He'd tried to hide on the day of the task. He hadn't put his name in the Goblet. He couldn't be forced to compete. It did no good. They'd found him, and they'd forced him on to the field. He'd nearly been killed, but he'd come in first in the Tournament, tied with Krum. That was great, right?

Ron had come to him, after the first task was over, asking for his forgiveness, and Harry had punched him. How dare he? How dare he just expect Harry to let his cruelty slide? He'd thought Harry had wanted to be in the tournament. When had Harry ever done something just for the sake of glory? All of the things he'd done over the years, every single thing, had been because of somebody else. He'd gone to save the Stone from Voldemort, to save Ginny from the Chamber, to save Ron from a murderer. How could Ron have thought that he was some kind of… of glory seeking… whatever.

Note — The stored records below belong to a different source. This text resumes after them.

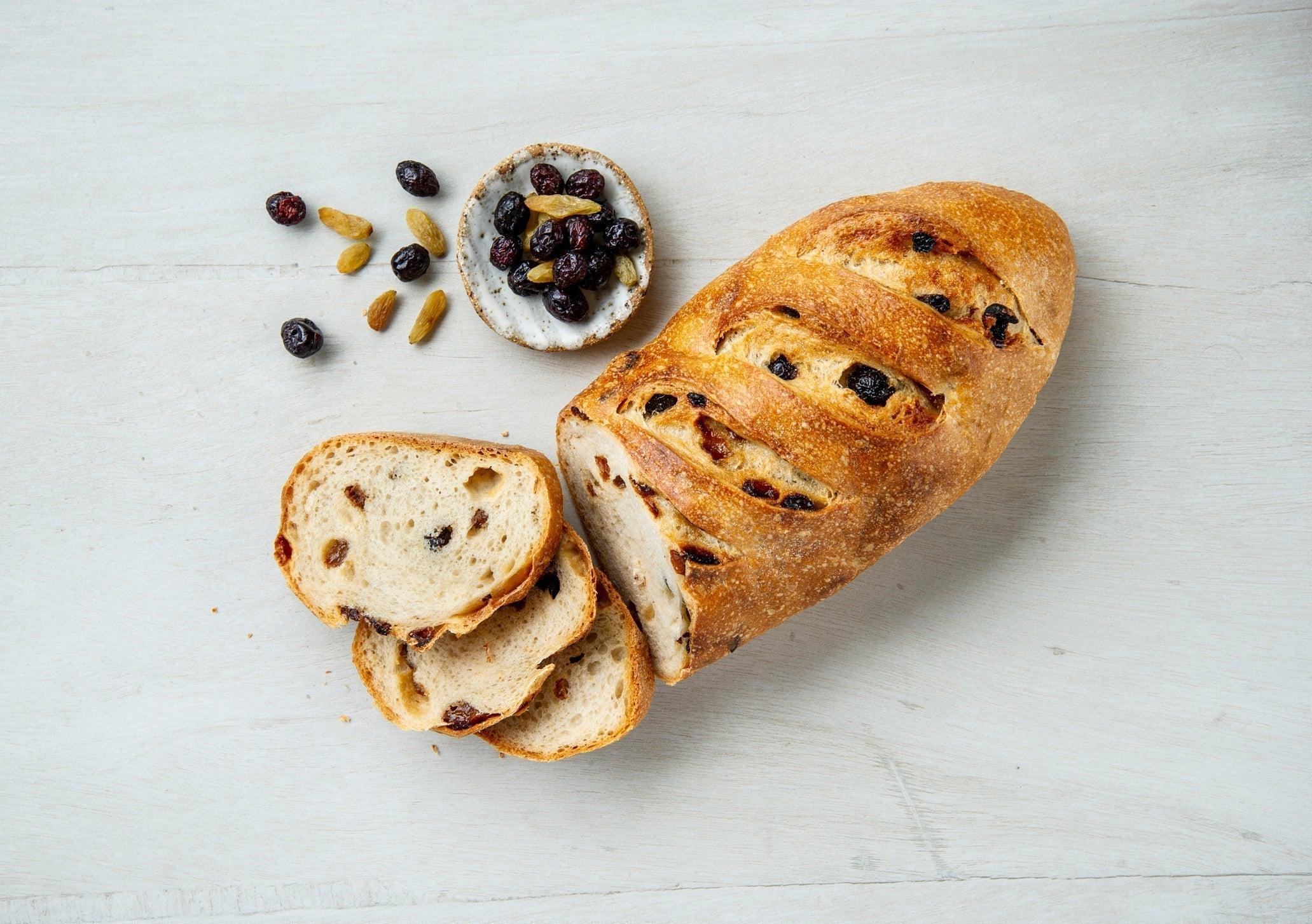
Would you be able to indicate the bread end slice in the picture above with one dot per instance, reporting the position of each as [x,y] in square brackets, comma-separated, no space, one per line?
[417,535]
[598,692]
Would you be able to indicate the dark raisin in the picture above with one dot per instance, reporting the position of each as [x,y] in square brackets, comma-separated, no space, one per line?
[462,717]
[759,488]
[417,179]
[549,583]
[335,553]
[601,221]
[520,282]
[870,385]
[570,270]
[600,267]
[511,216]
[422,637]
[506,252]
[700,556]
[659,403]
[548,240]
[798,502]
[996,321]
[410,263]
[302,338]
[623,234]
[285,208]
[781,366]
[579,233]
[546,180]
[569,303]
[586,184]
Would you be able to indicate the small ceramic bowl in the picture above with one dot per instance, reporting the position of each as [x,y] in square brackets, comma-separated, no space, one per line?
[523,318]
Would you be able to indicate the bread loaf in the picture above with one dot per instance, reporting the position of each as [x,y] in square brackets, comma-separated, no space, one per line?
[466,683]
[814,406]
[417,535]
[597,693]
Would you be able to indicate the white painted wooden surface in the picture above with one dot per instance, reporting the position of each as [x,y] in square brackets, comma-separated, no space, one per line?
[1083,693]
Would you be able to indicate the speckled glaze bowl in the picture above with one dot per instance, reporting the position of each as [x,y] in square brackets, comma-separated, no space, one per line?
[523,318]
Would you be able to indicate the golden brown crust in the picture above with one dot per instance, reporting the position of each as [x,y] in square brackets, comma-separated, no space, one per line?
[640,682]
[849,276]
[514,591]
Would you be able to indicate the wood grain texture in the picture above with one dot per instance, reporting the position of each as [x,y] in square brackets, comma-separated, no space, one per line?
[1102,710]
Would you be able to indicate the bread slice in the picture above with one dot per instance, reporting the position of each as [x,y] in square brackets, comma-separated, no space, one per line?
[417,535]
[465,683]
[598,692]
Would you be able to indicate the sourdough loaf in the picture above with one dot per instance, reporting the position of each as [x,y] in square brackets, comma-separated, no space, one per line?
[597,693]
[417,535]
[814,406]
[465,683]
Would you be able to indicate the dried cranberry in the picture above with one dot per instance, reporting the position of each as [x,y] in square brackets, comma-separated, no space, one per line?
[798,502]
[579,233]
[569,303]
[417,179]
[570,268]
[870,385]
[511,216]
[550,583]
[1000,318]
[600,267]
[546,179]
[781,366]
[659,403]
[302,338]
[506,252]
[548,240]
[410,263]
[623,234]
[586,184]
[759,488]
[520,282]
[285,208]
[601,221]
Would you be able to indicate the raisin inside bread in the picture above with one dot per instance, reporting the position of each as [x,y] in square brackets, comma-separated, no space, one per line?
[598,692]
[417,535]
[465,683]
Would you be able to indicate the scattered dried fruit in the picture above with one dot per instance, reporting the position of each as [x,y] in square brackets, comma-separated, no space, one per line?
[410,263]
[428,317]
[348,226]
[417,179]
[381,310]
[425,231]
[625,271]
[285,209]
[353,258]
[302,338]
[559,207]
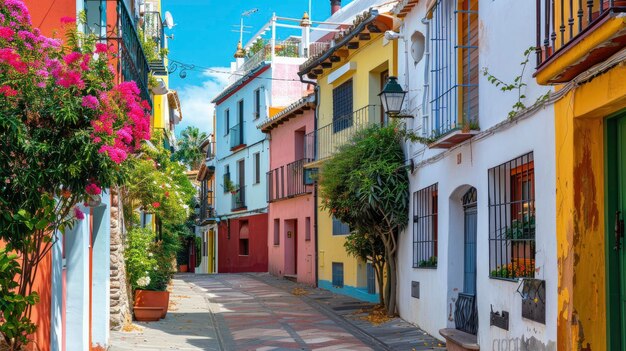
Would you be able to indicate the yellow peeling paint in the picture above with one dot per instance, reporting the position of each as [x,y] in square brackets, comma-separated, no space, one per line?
[580,117]
[574,54]
[372,58]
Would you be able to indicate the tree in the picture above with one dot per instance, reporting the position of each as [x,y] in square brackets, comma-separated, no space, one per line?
[65,133]
[189,151]
[365,184]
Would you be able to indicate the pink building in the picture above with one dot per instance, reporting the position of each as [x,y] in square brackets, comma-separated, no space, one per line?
[291,233]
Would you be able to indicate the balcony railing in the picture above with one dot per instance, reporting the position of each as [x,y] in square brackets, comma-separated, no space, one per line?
[133,59]
[238,198]
[324,142]
[287,181]
[153,33]
[561,23]
[236,136]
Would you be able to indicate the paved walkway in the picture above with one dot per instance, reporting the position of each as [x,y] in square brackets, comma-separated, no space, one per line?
[260,312]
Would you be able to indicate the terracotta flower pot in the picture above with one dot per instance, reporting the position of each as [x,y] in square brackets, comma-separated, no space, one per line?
[147,314]
[147,298]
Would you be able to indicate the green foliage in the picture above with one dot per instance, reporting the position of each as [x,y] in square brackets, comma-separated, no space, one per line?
[189,151]
[14,325]
[517,85]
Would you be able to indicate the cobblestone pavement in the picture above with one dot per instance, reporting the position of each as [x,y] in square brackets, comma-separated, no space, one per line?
[260,312]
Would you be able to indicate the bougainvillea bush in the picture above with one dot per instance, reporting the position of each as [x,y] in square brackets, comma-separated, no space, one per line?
[66,129]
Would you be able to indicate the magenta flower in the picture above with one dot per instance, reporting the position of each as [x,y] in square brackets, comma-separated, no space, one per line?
[93,189]
[91,102]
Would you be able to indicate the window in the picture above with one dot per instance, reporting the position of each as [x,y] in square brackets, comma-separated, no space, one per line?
[226,121]
[276,231]
[512,219]
[227,180]
[342,106]
[340,228]
[338,274]
[455,69]
[257,168]
[307,229]
[257,103]
[425,227]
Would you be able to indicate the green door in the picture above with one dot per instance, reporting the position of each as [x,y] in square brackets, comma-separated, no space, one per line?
[615,245]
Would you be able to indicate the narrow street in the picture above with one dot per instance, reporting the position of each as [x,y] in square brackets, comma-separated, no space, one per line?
[261,312]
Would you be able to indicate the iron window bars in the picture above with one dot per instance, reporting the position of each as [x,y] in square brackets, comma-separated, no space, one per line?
[512,219]
[425,227]
[454,66]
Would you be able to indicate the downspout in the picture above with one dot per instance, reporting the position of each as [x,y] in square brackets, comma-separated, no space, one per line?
[425,114]
[315,214]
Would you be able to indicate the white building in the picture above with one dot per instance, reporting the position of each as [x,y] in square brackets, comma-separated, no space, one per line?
[484,177]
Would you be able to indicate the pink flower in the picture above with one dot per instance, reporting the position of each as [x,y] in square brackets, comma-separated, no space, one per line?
[78,214]
[93,189]
[91,102]
[68,20]
[101,48]
[7,91]
[7,33]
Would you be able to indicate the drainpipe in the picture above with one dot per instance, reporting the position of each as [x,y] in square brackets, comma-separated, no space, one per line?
[315,214]
[425,114]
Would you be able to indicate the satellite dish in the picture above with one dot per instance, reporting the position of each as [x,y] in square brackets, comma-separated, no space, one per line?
[169,20]
[418,45]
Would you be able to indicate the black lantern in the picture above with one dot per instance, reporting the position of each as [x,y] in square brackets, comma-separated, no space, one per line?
[392,97]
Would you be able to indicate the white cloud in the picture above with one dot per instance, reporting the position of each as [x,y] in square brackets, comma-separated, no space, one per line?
[195,100]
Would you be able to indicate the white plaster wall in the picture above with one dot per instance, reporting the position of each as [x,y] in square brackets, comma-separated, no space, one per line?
[503,38]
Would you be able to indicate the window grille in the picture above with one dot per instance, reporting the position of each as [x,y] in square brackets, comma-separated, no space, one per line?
[454,66]
[338,274]
[512,219]
[342,107]
[340,228]
[425,227]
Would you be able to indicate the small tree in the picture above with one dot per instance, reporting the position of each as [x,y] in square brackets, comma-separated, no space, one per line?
[365,184]
[189,151]
[367,247]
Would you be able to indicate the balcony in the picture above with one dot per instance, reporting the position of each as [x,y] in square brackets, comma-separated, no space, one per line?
[154,42]
[324,142]
[238,198]
[133,59]
[236,137]
[287,181]
[573,36]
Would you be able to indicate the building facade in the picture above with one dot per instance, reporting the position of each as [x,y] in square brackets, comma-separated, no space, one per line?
[350,75]
[291,233]
[478,257]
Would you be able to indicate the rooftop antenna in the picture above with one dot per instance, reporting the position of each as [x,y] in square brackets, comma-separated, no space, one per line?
[241,26]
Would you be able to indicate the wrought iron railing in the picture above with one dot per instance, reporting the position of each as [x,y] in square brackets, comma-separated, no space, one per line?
[287,181]
[236,136]
[133,60]
[283,49]
[561,22]
[238,198]
[153,32]
[323,142]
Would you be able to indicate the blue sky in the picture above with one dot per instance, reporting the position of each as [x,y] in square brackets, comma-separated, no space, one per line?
[203,36]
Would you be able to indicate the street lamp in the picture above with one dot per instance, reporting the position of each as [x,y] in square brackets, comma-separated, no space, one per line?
[392,97]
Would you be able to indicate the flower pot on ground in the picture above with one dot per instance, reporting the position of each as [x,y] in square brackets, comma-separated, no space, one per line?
[154,299]
[147,314]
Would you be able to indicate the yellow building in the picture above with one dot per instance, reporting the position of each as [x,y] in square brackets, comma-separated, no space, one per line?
[583,54]
[350,75]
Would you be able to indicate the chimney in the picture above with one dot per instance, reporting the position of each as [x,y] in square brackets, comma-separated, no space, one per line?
[335,5]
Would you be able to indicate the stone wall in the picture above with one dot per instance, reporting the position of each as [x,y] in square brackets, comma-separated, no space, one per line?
[120,291]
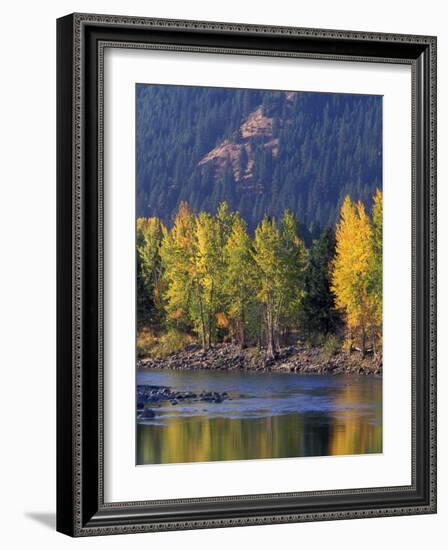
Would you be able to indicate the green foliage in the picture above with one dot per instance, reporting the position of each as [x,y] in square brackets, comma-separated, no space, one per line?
[171,342]
[329,145]
[209,279]
[318,313]
[331,346]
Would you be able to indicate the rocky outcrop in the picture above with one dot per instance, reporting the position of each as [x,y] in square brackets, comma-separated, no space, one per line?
[230,151]
[291,359]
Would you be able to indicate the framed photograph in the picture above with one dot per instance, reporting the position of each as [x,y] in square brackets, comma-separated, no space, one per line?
[246,274]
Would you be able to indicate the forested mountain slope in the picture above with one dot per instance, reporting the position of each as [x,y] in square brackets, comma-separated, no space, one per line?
[261,151]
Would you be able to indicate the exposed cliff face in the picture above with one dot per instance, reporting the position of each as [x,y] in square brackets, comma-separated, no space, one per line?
[261,151]
[239,152]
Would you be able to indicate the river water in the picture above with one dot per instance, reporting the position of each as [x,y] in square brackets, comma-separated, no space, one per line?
[268,416]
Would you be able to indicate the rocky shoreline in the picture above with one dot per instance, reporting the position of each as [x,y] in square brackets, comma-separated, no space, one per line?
[291,359]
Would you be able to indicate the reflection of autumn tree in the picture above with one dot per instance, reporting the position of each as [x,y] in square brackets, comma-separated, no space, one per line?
[352,432]
[201,439]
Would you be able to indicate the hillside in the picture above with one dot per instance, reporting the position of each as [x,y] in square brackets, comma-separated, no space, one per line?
[261,151]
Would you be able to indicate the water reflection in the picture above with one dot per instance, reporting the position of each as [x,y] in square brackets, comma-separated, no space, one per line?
[270,416]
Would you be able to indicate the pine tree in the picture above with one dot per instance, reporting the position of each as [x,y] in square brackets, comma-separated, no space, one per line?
[318,308]
[240,280]
[149,233]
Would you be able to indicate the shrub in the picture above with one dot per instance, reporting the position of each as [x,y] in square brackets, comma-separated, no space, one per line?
[331,346]
[145,342]
[171,342]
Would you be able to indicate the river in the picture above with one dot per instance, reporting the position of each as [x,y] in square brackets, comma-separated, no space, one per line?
[268,416]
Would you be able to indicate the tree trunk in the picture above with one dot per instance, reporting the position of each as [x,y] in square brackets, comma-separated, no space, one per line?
[270,333]
[363,342]
[201,312]
[242,329]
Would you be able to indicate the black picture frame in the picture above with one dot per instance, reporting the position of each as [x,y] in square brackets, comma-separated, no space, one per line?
[81,510]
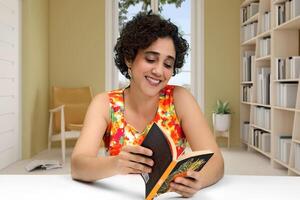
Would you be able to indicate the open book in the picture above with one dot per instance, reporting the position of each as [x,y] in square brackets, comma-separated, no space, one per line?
[166,165]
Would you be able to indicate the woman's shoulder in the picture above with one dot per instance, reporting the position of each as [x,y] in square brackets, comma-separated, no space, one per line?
[178,91]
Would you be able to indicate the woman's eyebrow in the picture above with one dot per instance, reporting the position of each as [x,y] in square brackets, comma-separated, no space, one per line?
[157,54]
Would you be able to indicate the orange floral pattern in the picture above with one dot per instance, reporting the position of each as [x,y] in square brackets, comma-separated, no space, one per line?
[120,133]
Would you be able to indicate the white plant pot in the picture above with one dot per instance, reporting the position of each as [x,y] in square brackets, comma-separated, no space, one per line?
[221,122]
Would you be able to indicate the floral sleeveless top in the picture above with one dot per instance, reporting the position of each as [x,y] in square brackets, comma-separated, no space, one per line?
[120,133]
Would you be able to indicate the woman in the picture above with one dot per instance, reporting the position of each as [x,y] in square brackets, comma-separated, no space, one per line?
[148,52]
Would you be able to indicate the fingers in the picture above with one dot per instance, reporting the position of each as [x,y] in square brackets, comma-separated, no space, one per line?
[136,149]
[187,186]
[126,154]
[132,159]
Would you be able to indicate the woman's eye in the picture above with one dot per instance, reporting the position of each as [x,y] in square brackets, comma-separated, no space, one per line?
[150,60]
[168,66]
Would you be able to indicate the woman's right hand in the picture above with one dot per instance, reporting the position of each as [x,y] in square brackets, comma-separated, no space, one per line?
[134,159]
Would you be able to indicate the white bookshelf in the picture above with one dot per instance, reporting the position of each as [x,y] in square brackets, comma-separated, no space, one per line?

It didn't matter. He finally saw what his parents had been trying to tell him for so long. Hogwarts was a horrible place. So what if he could be around wizarding children like himself? They all hated him. He'd much rather spend time with Molly who'd never turned her back on him, never told on him no matter what he told her. And feeling closer to his birth parents? Now Sirius was staying with his parents. Sirius would tell him anything he wanted to know about them. He'd probably also make sure Harry kept up with his wand-work.

There was absolutely no reason to stay at Hogwarts now. Not now that he saw what they were all really like, and he wondered why he hadn't noticed it before. Had he really been that blind, that stupid? This whole school was full of two-faced people.

The doors to the Great Hall banged open, pulling Harry from his thoughts. He realized he'd been idly playing with his mashed potatoes. They looked disgusting right now, just like everything else on his plate did. He could hear the Great Hall going silent around him and then he heard, "Harry, are your things packed?"

Harry's head dropped further in relief. "Yes sir," he whispered in response. He'd packed just about as soon as he'd written the letter. He knew that Dad and Uncle Harry didn't exactly like that he still came to Hogwarts, and knew that they would be quite eager to take him away the moment that he asked to go.

He stood, then, and walked to his father's side. This world was terrible. Three times now he'd been attacked by teachers, more than that if one were to count the verbal barrages that Snape liked to use. He never learned anything in half of his classes, and now he was being forced to compete in a tournament that he hadn't entered and nobody believed him and he'd almost died again. He would never come back here.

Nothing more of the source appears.